PAN ! Un coup de feu retentit. Un des hommes, celui que Kaori et Tseng avaient mis hors d'état de nuire, s'approchait, une grosse bosse sur la tête mais l'air plus que déterminé. Il tira encore deux ou trois balles quand il s'arrêta net. Kaori s'était levé, une aura de fureur, d'une rare densité l'auréolait. Les bras tendus le long de son corps, les poings serrés, les yeux illuminés d'une brillance diabolique, elle fulminait. Sans que Ryô ne puisse y faire quoi que ce soit, elle s'avança vers l'homme qui resta interdit devant cette furie, posant même la question à haute voix.
-« Mais qu'est-ce qu'elle fait ? »
Elle s'arma d'un marron monstrueux, disproportionné par rapport à sa taille, et sauta en l'air, prenant plus d'élan.
-« J'en ai marre qu'on nous dérange tout le temps !!! » Et pour la deuxième fois, son ennemi tomba inanimé sur le sol sous l'impact. Ryô haussa les épaules, tout aussi impressionné.
-« Bon et bien au moins, celui là ne nous posera pas de problèmes dans l'immédiat. » Kaori revint vers son partenaire et planta son regard dans le sien.
-« On se débarrasse une bonne fois pour toute de ces gêneurs, et après on parle ! » Impuissant face à son équipière, il ne put qu'acquiescer vivement à cet ordre. Puis il reprit son sérieux et s'adressa à elle le plus professionnellement qu'il put.

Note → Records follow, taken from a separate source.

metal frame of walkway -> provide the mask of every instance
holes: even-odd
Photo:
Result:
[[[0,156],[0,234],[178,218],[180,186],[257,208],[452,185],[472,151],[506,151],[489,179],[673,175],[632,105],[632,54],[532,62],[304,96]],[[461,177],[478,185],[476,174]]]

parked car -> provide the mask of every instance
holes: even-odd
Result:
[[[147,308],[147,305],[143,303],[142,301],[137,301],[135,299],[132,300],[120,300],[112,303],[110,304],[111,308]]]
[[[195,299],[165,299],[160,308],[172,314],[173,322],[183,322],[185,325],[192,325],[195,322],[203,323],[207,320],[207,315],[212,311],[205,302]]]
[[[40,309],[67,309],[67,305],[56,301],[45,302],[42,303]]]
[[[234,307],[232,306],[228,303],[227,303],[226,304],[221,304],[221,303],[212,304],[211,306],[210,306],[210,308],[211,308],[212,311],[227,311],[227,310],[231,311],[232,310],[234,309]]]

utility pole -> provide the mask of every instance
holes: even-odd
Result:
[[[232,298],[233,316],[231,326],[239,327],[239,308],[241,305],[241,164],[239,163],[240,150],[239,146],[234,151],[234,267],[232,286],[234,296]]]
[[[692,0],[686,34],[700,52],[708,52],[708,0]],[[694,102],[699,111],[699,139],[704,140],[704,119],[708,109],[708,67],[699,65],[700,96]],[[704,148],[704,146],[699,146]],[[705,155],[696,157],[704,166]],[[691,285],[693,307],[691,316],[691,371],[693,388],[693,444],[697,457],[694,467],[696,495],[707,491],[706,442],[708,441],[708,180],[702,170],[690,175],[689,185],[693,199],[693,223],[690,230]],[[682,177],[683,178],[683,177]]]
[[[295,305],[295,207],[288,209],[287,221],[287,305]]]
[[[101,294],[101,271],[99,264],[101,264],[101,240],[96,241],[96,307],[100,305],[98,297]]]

-« Ils arrivent à garder leur calme jusqu'au moment de presser la détente. Ce ne sont pas des amateurs. Fais attention Kaori ! » Elle fit quelques pas en avant d'une allure bien droite et lui répliqua.
-« Qu'est-ce que tu crois ! Je ne suis pas si empotée que ça et . » Kaori se prit les pieds dans la veste de l'homme à terre et tomba lourdement sur le plancher. Ryô se pencha vers elle et ne put s'empêcher de rire.
-« Tu disais ? »
-« Grrrrr... » Furieuse, elle se releva, remonta les manches de son tee-shirt et partit d'un trait afin de rejoindre les Wu. Avant même que Ryô ne l'avertisse, elle se fit prendre par le troisième et dernier homme. Il était encore un peu courbé, la douleur dans son abdomen devait l'avoir sérieusement secoué mais il tint fermement le bras de Kaori. Il se positionna de telle sorte, qu'il la menaçait, le canon de son arme sur sa tempe. Il remarqua alors qu'elle ne portait finalement pas grand chose sur elle. Il approcha son visage de son cou et huma son odeur. De son autre main, il caressa le bras de la jeune femme qui frissonna de dégoût. Puis voyant que Ryô assistait au spectacle, il ricana.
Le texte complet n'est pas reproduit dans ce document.